In primavera, colti di sorpresa come tutto il mondo, a fronte di un'emergenza urgentissima, il governo, come buona parte dei governi europei, aveva di fronte una strada quasi obbligata: quella della chiusura, del lockdown. Non era una scelta facile, anzi era un azzardo sia in termini di consenso che di ricaduta economica, e andrebbe riconosciuta al governo Conte la capacità di imboccare quella strada, pur se non subito, comunque tempestivamente. Una volta presa la sofferta decisione, implementarla era però abbastanza semplice: in fondo la chiusura è il metodo che si adotta contro le epidemie da molti secoli.
L'Europa, dopo una serie di clamorosi errori iniziali, ha corretto la rotta abbastanza presto, facendosi carico della crisi e mettendo in campo strumenti che autorizzavano una ragionevole speranza, pur se non la certezza, di superare una crisi economica di gravità forse inaudita in tempi eccezionalmente rapidi. La popolazione ha risposto più che positivamente. Ha compreso e scusato gli sbandamenti iniziali in nome del carattere improvviso, imprevisto e violentissimo del colpo. Si è uniformata alle norme di restrizione, del resto rigide ma di facile e immediata comprensione, con rara disciplina, sia per paura che perché la gravità già dispiegata del quadro sanitaria spingeva con molta potenza in quella direzione.
Il quadro autunnale è opposto. La soluzione più semplice, il lockdown, è reso impraticabile, almeno per ora, da diversi elementi: la mazzata economica, che stavolta sarebbe da ko nonostante l'Europa; l'assenza di un quadro sanitario già gravissimo, perché stavolta la chiusura sarebbe preventiva e non “curativa”, la confusione nei messaggi inviati non solo dalla politica ma anche dalla comunità scientifica, molto meno univoci di quanto non fossero qualche mese fa. In un panorama diverso bisognerebbe battere strade diverse, di molto meno semplice attuazione. Bisognerebbe avere capacità ed efficienza tali da garantire controlli diagnostici ordinati, misurati e non caotici, capacità di tracciamento mirato e strategico, assistenza domiciliare basata sul potenziamento della medicina territoriale, controllo effettivo sui mezzi di trasporto e sull'organizzazione urbana che ne determina la saturazione. Basta aprire un giornale o sperimentare di persona lo stato delle cose per concludere che nessuna di queste esigenze è assolta in modo anche solo in minima parte soddisfacente. Alla prova dell'efficienza il sistema di gestione della pandemia è collassato. Sul fronte della popolazione lo stacco è altrettanto marcato. La verità è che il governo è stato colto di sorpresa per la seconda volta. Si aspettava di essere messo alla prova sul fronte dell'economia, assolutamente non di nuovo su quello sanitario. Ma stavolta la disponibilità a perdonare in nome dell'imprevedibilità del colpo è inesistente. I messaggi contraddittori, l'esasperazione per una disorganizzazione che moltiplica i disagi, l'impossibilità di reggere a un nuovo e temuto colpo al portafogli portano a una reazione opposta a quella della primavera. La maggioranza degli italiani rispetta le norme, esce con la mascherina, si tiene a distanza. Ma il consenso nei confronti dell'esecutivo va a picco.
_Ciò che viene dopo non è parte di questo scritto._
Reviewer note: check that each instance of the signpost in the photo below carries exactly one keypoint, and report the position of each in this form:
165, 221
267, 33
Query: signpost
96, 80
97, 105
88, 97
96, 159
L'aspetto più preoccupante è che Conte, e con lui l'intera squadra dei ministri, sembrano non capire affatto l'impossibilità di affrontare la nuova emergenza con la cassetta degli attrezzi già sperimentata. Quando il premier dichiara che non si può affrontare la situazione come in primavera intende solo un dosaggio diverso delle chiusure, non il ricorso a strumenti diversi, più sofisticati e impegnativi ma anche adeguati a questa fase, come una vera medicina territoriale o un intervento ardito e fantasioso sul nodo dei trasporti. Tutto si riduce a chiudere più o meno, e lo stesso confronto interno al governo è solo su questo fronte. Con la sola aggiunta del pressante invito rivolto ai cittadini a usare mascherine che la stragrande maggioranza già indossa e degli appelli a un senso di responsabilità che scarseggia soprattutto a palazzo Chigi e dintorni.